The goal of the incubator program is to help companies solve specific challenges in growing to the next stage. The pre-accelerator program is for entrepreneurs looking to develop their ideas into plausible business plans.

“Most of the participants in the pre-accelerator don’t have revenue, and may not even be aware of the business,” Rock said. “We really want to save people time, get off that horse and get on a new horse if the business idea is not going to work.”

The discussion on Alberta’s burgeoning tech industry took place in October at this year’s ASC Connect conference, which is hosted by the Alberta Securities Commission (ASC).

Now in its sixth year, ASC Connect brings capital market participants together to discuss critical issues and evolving trends affecting Alberta’s economy and capital market. Approximately 700 people registered for this year’s conference, including c-suite executives, small business owners, entrepreneurs, corporate lawyers, brokers, advisors, investors, and other industry experts. 

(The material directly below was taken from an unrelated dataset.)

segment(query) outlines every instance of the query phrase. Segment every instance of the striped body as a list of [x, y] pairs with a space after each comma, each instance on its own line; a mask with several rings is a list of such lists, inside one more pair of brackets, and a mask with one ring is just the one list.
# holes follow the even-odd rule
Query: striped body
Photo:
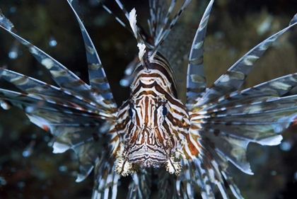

Joining Rock on the panel were entrepreneur Nicole Janssen, the co-founder and co-CEO of AltaML, and Tonya Fleming and Yanny Young, both managers of the Innovation in Finance (InnoFin) team at the ASC (Fleming in the Corporate Finance division and Young in Market Regulation).

Calgary has been a hotbed of record capital investment in each of the past five years as it diversifies its industries. The developing tech sector has attracted global companies such as Mphasis, Infosys and Unity, which have all opened offices in the city, and local unicorns — companies that have a valuation of more than $1 billion — including Neo Financial and Benevity.

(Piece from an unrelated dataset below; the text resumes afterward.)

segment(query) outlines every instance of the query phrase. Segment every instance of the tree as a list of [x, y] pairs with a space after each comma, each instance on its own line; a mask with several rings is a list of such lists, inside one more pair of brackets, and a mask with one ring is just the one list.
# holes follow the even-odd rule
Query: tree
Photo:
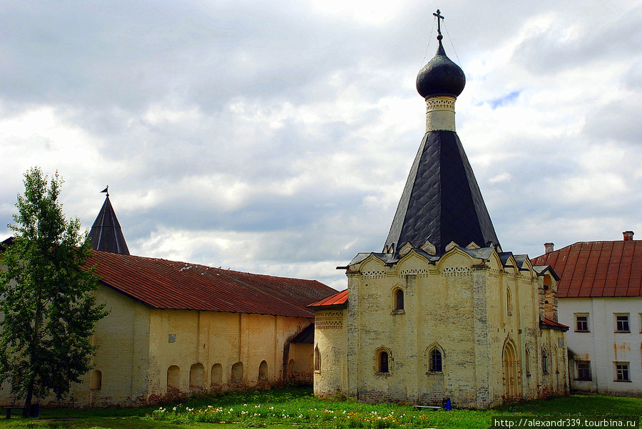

The panelists spoke about tech traction in the province, but also some of the challenges facing the sector such as education and awareness of the tech space and awareness of it as an asset class among investors and even brokers.

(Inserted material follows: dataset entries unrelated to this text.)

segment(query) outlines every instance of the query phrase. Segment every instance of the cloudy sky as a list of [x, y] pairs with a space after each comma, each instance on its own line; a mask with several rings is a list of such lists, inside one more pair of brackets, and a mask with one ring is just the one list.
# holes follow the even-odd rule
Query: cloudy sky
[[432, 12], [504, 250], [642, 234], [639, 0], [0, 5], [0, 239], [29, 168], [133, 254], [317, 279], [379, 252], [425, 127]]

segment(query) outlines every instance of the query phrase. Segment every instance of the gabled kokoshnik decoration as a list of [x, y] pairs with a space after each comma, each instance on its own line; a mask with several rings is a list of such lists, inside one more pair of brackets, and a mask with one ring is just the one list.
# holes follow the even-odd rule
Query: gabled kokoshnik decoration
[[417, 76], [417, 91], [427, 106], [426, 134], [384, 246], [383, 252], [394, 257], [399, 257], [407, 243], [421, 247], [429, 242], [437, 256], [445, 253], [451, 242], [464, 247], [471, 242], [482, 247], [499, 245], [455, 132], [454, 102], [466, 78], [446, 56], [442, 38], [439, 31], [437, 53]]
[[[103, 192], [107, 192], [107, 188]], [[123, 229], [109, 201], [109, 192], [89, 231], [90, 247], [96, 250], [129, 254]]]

And, like other sectors, raising money in the tech space for women is a challenge, the panel heard.

“As a female, I can definitely say that the rumors are very true,” said Janssen, a recipient of the prestigious Alberta Women Entrepreneurs Award. “It is harder to raise capital as a female. That being said, I’ve always gone with the mindset of ‘please, please, underestimate me.’ I will sneak up behind you and run past you.”

Janssen’s company, AltaML, is an artificial intelligence company that “elevates human potential with applied AI,” she said. 

The company, with 130 employees and offices in Edmonton, Calgary, Toronto and soon Houston, has partnered with the province to create GovLab.ai – a public sector accelerator for artificial intelligence and machine learning.

“That means any ministry, municipality or public organization can participate in this,” she said. All the learnings are shared, and any innovation in using machine learning to improve processes will be commercialized globally. This will help cement Alberta as a leader in using AI to find solutions for the public sector.

Other key takeaways regarding innovation in finance:

  • There’s no shortage of items that can be improved through applied technology, said Young. She is looking to help connect innovators and entrepreneurs to the right resources, “to help them find technical solutions and minimize their regulatory burden challenges.”
  • The self-certified investor prospectus exemption has recently been amended in response to market feedback. “What people are looking for is a balance between regulatory burden and investor protection,” said Fleming. The amendment removes investment limits if certain criteria are met.

To watch this session, or any of the other panel discussions, ASC Connect 2022 is available for playback at the ASC website.

Alberta Securities Commission

The Alberta Securities Commission (ASC) is the regulatory agency responsible for administering the province's securities laws. It is entrusted to foster a fair and efficient capital market in Alberta and to protect investors. As a member of the Canadian Securities Administrators, the ASC works to improve, coordinate and harmonize the regulation of Canada's capital markets.